What do fast-moving consumer companies do when faced with stingy consumers? Bombard them with more advertisements for products they’re missing out on. Advertising expenditure for FMCG companies was up 16 per cent for the nine months to December 2013, even as their sales grew only by 12 per cent.

The sector, the largest spender on advertising, was an exception though. Other big advertising spenders such as consumer durable and automobile makers dealt with the downturn by shrinking their ad budgets in 2013.

Spending spree

The FMCG sector became the top advertiser in both television and print media last calendar, according to the KPMG FICCI Frames Report for 2014. With many players crowding the market and consumers trading down to cheaper unbranded products, FMCG companies re-launched their brands, offered discounts and rolled out new products, all of which call for higher promotional spending.

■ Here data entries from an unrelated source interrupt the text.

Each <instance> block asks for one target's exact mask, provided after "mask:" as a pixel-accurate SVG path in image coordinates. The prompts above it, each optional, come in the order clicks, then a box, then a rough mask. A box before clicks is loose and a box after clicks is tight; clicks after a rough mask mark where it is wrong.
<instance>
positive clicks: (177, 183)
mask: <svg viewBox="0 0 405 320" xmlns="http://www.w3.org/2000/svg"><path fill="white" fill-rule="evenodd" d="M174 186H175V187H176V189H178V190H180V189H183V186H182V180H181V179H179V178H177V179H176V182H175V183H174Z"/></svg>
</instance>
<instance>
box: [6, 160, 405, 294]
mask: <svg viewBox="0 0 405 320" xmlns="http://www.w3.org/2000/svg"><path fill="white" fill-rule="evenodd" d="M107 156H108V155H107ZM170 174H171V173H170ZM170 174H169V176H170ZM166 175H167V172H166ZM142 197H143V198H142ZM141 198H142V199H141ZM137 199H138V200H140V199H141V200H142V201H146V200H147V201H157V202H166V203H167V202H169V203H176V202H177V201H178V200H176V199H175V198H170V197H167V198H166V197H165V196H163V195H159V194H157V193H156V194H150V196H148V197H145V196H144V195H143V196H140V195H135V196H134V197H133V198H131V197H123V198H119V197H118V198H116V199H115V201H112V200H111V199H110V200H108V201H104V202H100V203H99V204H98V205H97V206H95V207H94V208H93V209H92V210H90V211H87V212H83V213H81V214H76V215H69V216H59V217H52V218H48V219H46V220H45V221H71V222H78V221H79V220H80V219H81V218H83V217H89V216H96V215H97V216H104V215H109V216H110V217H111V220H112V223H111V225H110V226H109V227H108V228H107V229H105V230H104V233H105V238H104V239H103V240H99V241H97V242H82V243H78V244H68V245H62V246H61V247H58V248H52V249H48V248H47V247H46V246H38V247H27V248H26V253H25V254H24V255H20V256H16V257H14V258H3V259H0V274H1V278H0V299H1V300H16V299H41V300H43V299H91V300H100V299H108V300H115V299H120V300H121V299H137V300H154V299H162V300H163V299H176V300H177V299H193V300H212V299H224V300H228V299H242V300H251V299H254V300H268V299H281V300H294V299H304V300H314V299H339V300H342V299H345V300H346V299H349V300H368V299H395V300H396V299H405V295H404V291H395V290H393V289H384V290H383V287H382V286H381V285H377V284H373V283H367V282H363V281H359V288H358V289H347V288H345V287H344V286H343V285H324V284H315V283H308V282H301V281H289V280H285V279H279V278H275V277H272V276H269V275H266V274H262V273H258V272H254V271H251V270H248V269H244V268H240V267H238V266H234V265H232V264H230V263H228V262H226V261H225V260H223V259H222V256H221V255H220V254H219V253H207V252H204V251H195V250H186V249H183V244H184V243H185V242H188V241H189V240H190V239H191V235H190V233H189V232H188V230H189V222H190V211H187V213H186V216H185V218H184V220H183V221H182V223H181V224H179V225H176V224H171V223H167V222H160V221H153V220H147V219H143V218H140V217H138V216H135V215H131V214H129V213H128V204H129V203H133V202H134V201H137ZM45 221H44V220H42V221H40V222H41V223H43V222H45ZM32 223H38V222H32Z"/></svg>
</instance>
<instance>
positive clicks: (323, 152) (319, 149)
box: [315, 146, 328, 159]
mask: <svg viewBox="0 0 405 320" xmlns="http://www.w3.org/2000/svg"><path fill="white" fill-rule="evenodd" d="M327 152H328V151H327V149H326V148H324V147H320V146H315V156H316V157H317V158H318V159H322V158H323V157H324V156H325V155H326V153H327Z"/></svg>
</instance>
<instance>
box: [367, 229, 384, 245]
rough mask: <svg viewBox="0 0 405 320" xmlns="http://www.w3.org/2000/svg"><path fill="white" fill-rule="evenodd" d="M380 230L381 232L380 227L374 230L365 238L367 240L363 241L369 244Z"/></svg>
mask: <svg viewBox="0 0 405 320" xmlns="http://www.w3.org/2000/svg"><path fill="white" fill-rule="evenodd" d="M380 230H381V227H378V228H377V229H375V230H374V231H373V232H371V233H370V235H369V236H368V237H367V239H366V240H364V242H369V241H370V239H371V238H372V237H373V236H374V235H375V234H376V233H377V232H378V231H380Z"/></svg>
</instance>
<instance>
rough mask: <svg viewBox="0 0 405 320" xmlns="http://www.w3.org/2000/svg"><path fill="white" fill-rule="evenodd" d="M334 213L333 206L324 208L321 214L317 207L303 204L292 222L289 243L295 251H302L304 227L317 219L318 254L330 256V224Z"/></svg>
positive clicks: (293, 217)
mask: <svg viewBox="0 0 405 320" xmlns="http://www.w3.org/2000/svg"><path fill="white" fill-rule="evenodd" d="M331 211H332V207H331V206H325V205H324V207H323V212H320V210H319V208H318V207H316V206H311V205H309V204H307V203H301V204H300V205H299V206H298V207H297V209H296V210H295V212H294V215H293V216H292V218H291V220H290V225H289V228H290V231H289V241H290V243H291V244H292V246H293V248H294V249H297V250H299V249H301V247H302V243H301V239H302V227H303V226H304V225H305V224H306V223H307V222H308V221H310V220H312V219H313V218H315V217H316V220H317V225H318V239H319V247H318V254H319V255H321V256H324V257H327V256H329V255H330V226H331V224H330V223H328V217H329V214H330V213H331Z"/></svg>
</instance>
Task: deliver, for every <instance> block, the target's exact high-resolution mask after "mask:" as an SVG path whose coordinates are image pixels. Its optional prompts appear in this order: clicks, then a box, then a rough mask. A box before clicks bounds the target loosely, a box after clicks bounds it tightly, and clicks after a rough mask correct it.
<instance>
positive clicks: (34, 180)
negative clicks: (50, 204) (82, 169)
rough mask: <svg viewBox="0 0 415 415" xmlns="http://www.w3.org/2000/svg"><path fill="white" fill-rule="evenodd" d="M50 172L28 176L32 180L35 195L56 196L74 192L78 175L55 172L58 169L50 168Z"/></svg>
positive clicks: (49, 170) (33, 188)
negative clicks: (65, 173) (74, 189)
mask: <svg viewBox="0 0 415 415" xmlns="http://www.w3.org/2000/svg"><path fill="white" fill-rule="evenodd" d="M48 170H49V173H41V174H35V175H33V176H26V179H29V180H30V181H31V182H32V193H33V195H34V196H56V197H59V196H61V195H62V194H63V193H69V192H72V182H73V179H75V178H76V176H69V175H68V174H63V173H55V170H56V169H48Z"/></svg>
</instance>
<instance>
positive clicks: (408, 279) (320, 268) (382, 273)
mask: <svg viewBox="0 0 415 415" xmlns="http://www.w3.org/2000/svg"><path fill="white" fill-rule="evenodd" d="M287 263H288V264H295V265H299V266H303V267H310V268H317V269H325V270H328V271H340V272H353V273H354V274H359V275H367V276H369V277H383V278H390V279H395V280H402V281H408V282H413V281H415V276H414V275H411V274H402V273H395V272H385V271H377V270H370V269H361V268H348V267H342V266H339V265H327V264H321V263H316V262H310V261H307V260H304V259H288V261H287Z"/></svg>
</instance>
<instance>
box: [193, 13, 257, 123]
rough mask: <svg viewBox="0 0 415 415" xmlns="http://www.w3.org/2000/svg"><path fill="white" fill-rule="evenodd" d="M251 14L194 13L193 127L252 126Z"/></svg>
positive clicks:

From eating up around 12 per cent of sales in the December 2012 quarter, their adspend rose above 13 per cent by the December 2013 quarter.

A big share of spends went to fiercely competed personal care products. Other competitive categories seeing a push include laundry and hair care.

While FMCG companies hiked adspends in response to rising competition and slowing sales, telecom companies did the opposite. Idea Cellular spent 5 per cent less on advertising in the April-December 2013 period than the previous year. Bharti Airtel hardly changed the amount it spent.

Who’s spending

Hindustan Unilever (HUL), with its enormous product portfolio, is the largest advertiser in the listed space, forking out ₹3,232 crore towards promotions for 2012-13. That’s more than the annual sales number for GSK Consumer Healthcare or Colgate-Palmolive.

HUL is followed by Godrej Consumer and Dabur India, which are expanding their international footprint while also protecting their leadership positions in niche categories (household insecticides and health foods) in domestic markets.

Bharti Airtel is the next biggest spender, and ranks among the top ten spenders on television advertising, according to the KPMG report.

But even as the amount spent is high, it accounts for less than 2 per cent of sales, unlike FMCG companies, where the adspend to sales ratio is upwards of 4 per cent for even small companies.